The night before Thankgiving is traditionally one of the busiest bar nights of the year, which translates to more DWI enforcement.
The Minnesota Department of Public Safety will be increasing its DWI enforcement in Washington County starting today.
The DPS will be focusing on the state's 13 counties with the highest combined totals of drunk driving traffic deaths and alcohol-related serious injuries, according to a release from the DPS Office of Traffic Safety.
Extra DWI patrols will continue in the 13 counties through September 2013 as part of a 12 month, federally-funded enforcement program.
These 13 counties accounted for nearly half of the state’s drunk driving deaths (160) and more than half of the state’s alcohol-related serious injuries (436) during 2009–2011:
- St. Louis
- Otter Tail
New to the 13 counties list are Becker, Meeker and Otter Tail counties; taken off the list from 2012 enforcement are Carver, Rice and Scott counties.
The 13 counties are determined by their total number of drunk driving deaths and alcohol-related serious injuries during a three-year period, according to the DPS.
Wayne Sandberg, deputy director of the Washington County Public Works Department, said that Washington County is almost always on the list since it has one of the larger populations.
"There are more people in Washington County, so statistically you will see more drunk driving and crashes," Sandberg said. "But this is still a concern for us."
According to the DPS, agencies in the 13 counties will use high-visibility enforcement tactics to alert motorists of increased enforcement — including electronic message board signage and heavy patrols along specific corridors.

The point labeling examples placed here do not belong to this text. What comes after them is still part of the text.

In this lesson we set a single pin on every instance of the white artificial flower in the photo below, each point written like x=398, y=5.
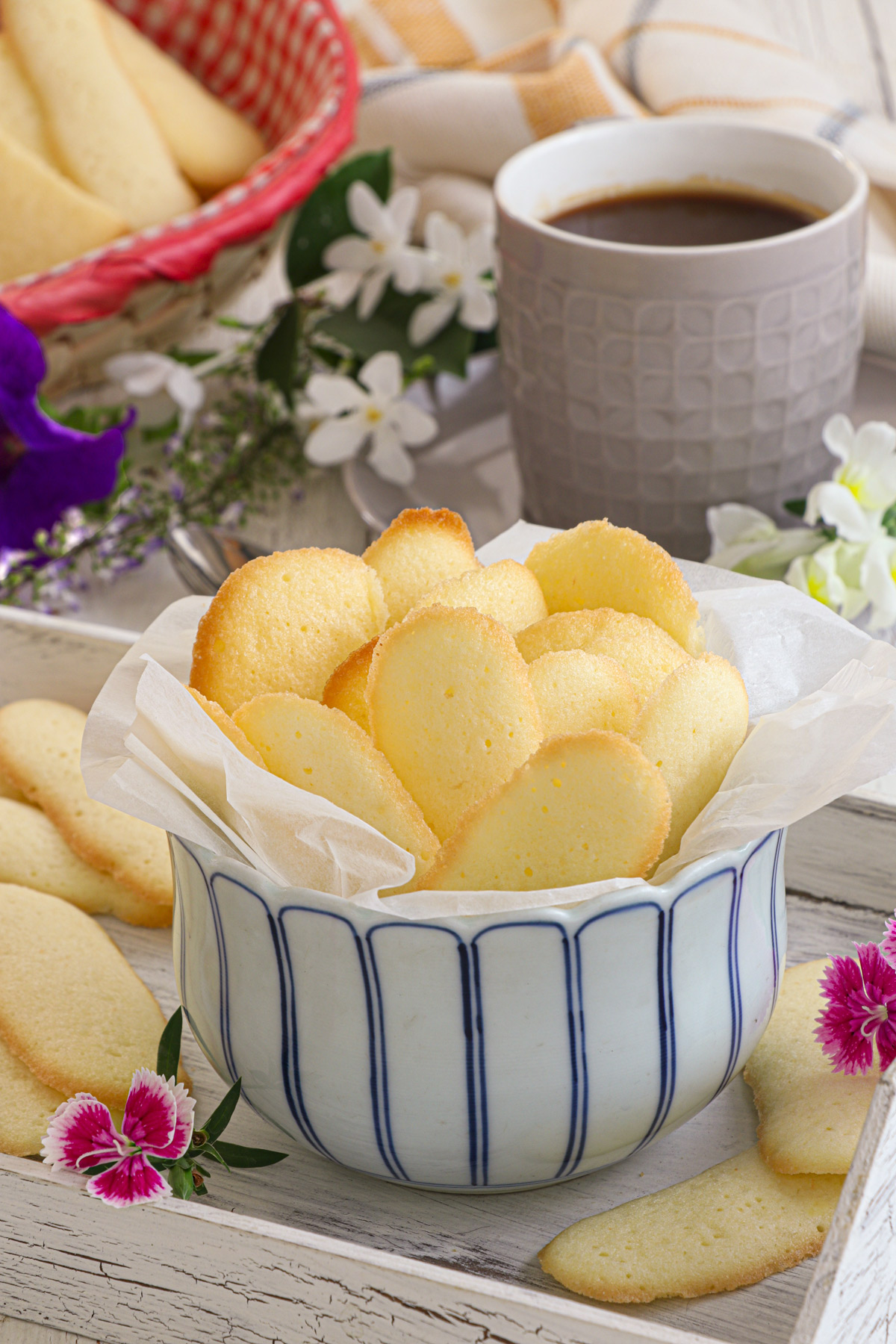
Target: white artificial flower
x=868, y=460
x=346, y=416
x=830, y=576
x=148, y=373
x=747, y=541
x=363, y=264
x=879, y=581
x=454, y=275
x=836, y=505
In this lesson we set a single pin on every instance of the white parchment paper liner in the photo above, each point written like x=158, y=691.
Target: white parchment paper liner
x=822, y=706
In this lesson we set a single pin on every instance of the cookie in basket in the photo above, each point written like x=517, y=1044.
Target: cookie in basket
x=40, y=754
x=33, y=853
x=581, y=809
x=809, y=1116
x=420, y=549
x=731, y=1226
x=600, y=564
x=452, y=709
x=72, y=1008
x=645, y=651
x=285, y=623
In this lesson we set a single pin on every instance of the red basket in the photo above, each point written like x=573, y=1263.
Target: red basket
x=289, y=67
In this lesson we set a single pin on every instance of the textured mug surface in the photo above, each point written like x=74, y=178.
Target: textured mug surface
x=645, y=383
x=489, y=1053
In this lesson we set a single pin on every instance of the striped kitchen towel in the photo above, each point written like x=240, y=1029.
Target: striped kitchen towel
x=457, y=87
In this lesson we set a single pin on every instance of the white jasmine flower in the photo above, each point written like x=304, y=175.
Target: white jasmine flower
x=836, y=504
x=148, y=373
x=879, y=581
x=832, y=576
x=747, y=541
x=868, y=460
x=346, y=416
x=364, y=265
x=454, y=275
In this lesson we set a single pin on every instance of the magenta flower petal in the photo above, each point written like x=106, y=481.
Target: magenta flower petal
x=131, y=1182
x=81, y=1135
x=151, y=1112
x=860, y=1012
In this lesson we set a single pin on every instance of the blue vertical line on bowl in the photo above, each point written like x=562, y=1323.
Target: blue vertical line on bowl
x=571, y=1028
x=467, y=1033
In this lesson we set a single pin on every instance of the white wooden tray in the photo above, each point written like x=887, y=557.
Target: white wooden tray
x=307, y=1251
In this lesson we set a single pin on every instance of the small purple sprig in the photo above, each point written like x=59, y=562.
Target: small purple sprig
x=159, y=1151
x=860, y=1012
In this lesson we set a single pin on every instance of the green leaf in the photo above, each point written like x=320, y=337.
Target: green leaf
x=168, y=1055
x=276, y=361
x=388, y=329
x=235, y=1155
x=324, y=217
x=181, y=1183
x=220, y=1119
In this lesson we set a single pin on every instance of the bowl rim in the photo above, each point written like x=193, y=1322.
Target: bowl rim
x=570, y=913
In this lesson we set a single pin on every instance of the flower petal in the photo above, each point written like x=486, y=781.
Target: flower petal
x=81, y=1135
x=479, y=309
x=839, y=437
x=373, y=289
x=349, y=253
x=390, y=460
x=429, y=319
x=151, y=1112
x=367, y=211
x=414, y=425
x=383, y=374
x=402, y=210
x=331, y=394
x=131, y=1182
x=336, y=440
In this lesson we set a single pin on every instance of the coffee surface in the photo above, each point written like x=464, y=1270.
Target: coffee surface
x=682, y=218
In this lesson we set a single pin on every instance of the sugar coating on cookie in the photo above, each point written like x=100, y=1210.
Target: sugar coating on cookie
x=644, y=650
x=731, y=1226
x=505, y=591
x=691, y=729
x=324, y=752
x=285, y=623
x=809, y=1116
x=40, y=754
x=420, y=549
x=582, y=808
x=72, y=1008
x=600, y=564
x=347, y=687
x=579, y=691
x=452, y=709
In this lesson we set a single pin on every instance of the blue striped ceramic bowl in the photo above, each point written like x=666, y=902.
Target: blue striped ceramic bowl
x=481, y=1053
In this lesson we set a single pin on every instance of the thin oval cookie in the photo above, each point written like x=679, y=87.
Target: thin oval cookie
x=420, y=549
x=452, y=709
x=324, y=752
x=284, y=623
x=70, y=1006
x=505, y=591
x=40, y=754
x=691, y=730
x=579, y=691
x=647, y=652
x=583, y=808
x=600, y=564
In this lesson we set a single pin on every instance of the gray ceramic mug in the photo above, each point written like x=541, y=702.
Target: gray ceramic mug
x=645, y=383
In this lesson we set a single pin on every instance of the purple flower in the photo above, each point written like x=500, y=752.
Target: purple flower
x=45, y=467
x=860, y=1012
x=159, y=1122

Advertising will accompany the enforcement to encourage Minnesotans to avoid driving impaired.
Sandberg added that while the Washington County Sheriff's Office and State Department of Public Safety focus on enforcement, the county's public works department focuses on how to design the safest roads for people to drive on — no matter the state they are driving in.
"It's an important issue to look at as a society," Sandberg said. "Our goal is to make sure everyone gets home safely."